Non-pivotal columns of a row-reduced matrix in relation to linear independence

Question

My understanding is that when row-reducing a matrix, the non-pivotal columns correspond to "dependent" columns in the original matrix. In particular, if I construct a matrix $A$ with three linearly independent columns in $\mathbb{R}^3$, say $v_1, v_2, v_3$, then the third column of the row-reduced matrix may be $(2,3,0)$. I know that I can then read off $$ v_3 = 2v_1 + 3v_2. $$ This is something I've accepted, but I do not understand why this is the case. Why does a pivotal column correspond to an "independent" column and a non-pivotal column to a "dependent" column?

Answer 1

Recall that Gaussian elimination puts each pivot to the right of the preceding one, with all zeros underneath. Label the pivot columns of an echelon matrix $A$ as $A_{1}, \dots, A_{n}$ and consider a generic pivot column $A_{j}$ with pivot in row $k$, $A_{j_{k}}$.

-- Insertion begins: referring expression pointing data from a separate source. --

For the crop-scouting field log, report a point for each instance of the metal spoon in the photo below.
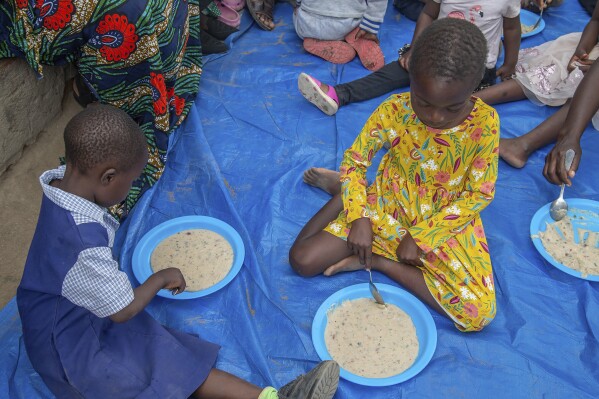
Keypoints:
(374, 291)
(559, 207)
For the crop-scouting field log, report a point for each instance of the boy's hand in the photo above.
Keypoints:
(359, 240)
(554, 169)
(506, 72)
(581, 61)
(363, 34)
(408, 251)
(404, 60)
(173, 280)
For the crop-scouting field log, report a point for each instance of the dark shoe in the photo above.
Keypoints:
(211, 45)
(219, 29)
(261, 10)
(319, 383)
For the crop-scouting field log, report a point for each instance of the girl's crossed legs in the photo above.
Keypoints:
(316, 251)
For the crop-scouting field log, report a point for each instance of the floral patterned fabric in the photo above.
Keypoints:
(432, 183)
(141, 56)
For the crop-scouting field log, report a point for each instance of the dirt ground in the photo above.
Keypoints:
(20, 196)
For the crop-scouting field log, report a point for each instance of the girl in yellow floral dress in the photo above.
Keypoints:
(419, 221)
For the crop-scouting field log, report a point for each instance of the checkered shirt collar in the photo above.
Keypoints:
(72, 202)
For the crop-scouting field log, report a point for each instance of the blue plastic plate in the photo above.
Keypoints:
(143, 251)
(530, 18)
(422, 319)
(575, 206)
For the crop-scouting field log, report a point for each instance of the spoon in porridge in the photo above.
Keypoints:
(559, 207)
(374, 291)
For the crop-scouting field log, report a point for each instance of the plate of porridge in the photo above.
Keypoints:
(572, 244)
(375, 345)
(208, 251)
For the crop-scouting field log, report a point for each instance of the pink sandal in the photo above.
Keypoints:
(369, 52)
(237, 5)
(228, 15)
(335, 51)
(310, 88)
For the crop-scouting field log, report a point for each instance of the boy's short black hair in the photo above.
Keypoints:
(450, 48)
(103, 133)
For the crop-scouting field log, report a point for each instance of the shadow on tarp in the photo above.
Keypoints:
(240, 157)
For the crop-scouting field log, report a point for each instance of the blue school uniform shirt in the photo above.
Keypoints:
(70, 285)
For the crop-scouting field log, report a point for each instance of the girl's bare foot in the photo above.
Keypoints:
(513, 152)
(348, 264)
(325, 179)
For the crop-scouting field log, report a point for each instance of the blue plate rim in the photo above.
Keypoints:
(537, 223)
(533, 17)
(390, 293)
(145, 246)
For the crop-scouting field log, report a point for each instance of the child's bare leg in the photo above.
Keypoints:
(408, 276)
(314, 249)
(325, 179)
(222, 385)
(517, 150)
(503, 92)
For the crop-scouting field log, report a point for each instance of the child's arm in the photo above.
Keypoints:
(478, 191)
(429, 13)
(95, 283)
(170, 279)
(354, 165)
(588, 40)
(585, 104)
(512, 33)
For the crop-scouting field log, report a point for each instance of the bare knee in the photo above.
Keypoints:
(301, 261)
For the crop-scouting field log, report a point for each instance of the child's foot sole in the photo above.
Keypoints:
(334, 51)
(310, 89)
(369, 52)
(319, 383)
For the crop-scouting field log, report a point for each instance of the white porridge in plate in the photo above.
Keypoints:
(203, 256)
(583, 257)
(371, 340)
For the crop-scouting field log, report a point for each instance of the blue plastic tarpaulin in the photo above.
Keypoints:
(240, 156)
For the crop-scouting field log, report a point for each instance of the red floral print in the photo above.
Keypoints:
(55, 14)
(117, 37)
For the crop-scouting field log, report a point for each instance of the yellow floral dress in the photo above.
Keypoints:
(432, 183)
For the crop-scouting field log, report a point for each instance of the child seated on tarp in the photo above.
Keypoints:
(419, 222)
(585, 106)
(548, 74)
(492, 17)
(84, 326)
(336, 30)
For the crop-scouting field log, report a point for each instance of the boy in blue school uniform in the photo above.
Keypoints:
(84, 327)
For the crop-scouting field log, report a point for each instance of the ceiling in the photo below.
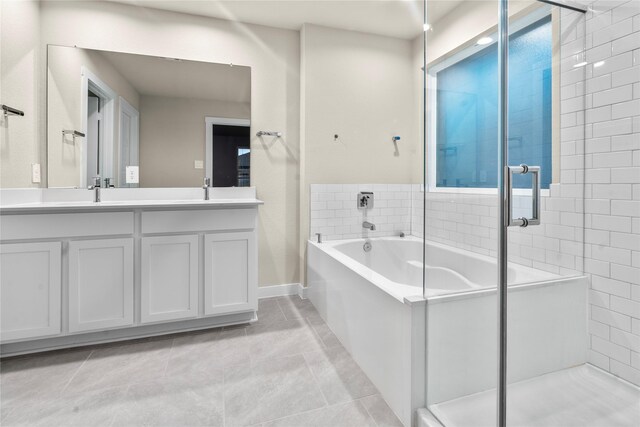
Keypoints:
(395, 18)
(151, 75)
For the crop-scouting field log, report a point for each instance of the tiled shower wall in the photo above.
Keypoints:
(612, 204)
(591, 218)
(335, 215)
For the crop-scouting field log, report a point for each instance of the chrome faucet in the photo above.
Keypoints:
(206, 186)
(96, 189)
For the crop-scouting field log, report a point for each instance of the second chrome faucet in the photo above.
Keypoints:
(368, 225)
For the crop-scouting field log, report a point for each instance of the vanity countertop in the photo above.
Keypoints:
(60, 200)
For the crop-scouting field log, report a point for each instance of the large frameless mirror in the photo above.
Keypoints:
(142, 121)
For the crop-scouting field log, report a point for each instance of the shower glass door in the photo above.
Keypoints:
(547, 294)
(461, 210)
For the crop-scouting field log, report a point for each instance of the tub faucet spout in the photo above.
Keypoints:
(368, 225)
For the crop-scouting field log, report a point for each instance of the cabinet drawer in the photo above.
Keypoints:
(198, 220)
(47, 226)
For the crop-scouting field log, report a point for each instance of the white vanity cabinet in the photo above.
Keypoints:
(169, 278)
(229, 258)
(30, 290)
(80, 273)
(100, 284)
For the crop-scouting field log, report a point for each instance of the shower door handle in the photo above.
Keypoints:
(535, 200)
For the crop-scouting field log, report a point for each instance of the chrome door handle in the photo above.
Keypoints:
(535, 200)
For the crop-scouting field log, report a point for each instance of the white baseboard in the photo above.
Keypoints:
(282, 290)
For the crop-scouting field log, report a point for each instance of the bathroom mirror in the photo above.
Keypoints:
(145, 121)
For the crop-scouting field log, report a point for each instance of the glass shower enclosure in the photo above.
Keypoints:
(504, 141)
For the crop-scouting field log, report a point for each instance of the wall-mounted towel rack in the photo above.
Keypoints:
(74, 134)
(265, 133)
(10, 111)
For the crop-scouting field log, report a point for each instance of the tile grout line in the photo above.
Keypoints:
(367, 409)
(78, 370)
(315, 379)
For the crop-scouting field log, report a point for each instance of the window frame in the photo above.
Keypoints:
(462, 52)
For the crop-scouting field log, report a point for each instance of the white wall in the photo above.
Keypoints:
(19, 88)
(172, 137)
(273, 56)
(360, 87)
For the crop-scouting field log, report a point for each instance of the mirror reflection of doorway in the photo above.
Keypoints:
(94, 126)
(228, 152)
(231, 156)
(98, 123)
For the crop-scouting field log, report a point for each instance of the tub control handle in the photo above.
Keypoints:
(535, 200)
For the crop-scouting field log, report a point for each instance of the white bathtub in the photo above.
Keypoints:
(373, 301)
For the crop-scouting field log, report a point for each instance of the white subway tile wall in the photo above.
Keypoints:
(334, 211)
(612, 186)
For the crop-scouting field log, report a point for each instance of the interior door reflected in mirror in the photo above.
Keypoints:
(147, 121)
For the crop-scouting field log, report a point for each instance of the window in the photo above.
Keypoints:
(465, 116)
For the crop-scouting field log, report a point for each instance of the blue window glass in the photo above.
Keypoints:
(467, 112)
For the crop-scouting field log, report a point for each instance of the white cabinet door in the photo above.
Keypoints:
(169, 278)
(100, 284)
(30, 290)
(230, 273)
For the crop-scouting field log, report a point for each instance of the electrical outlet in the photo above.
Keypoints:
(35, 173)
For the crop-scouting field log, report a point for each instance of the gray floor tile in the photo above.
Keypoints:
(95, 408)
(339, 376)
(248, 375)
(326, 335)
(380, 411)
(269, 311)
(287, 387)
(349, 414)
(280, 339)
(31, 377)
(295, 307)
(241, 396)
(173, 402)
(269, 389)
(122, 365)
(204, 351)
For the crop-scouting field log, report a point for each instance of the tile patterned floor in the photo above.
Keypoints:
(288, 369)
(575, 397)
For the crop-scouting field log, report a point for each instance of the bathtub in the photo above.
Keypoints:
(420, 349)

Any linear combination of the pivot columns to the left of $A_{j}$ gives zero in the pivot row $k$ since zeros are underneath the pivots in each $A_i$ with $i<j$. On the other hand, if the last row in $A_j$ is to be zero, then $A_j$ can't be written as any non-zero multiple of the last pivot column. Similarly, if the second to last row in $A_j$ is to be zero, then it can't be written as any non-zero multiple of the last two pivot columns (since we already know the last column must be zero). Continuing in this fashion we see any non-trivial linear combination of the pivot columns $A_i$ with $i>j$ results in non-zero entries under $A_{j_k}$. This proves the pivot columns are independent.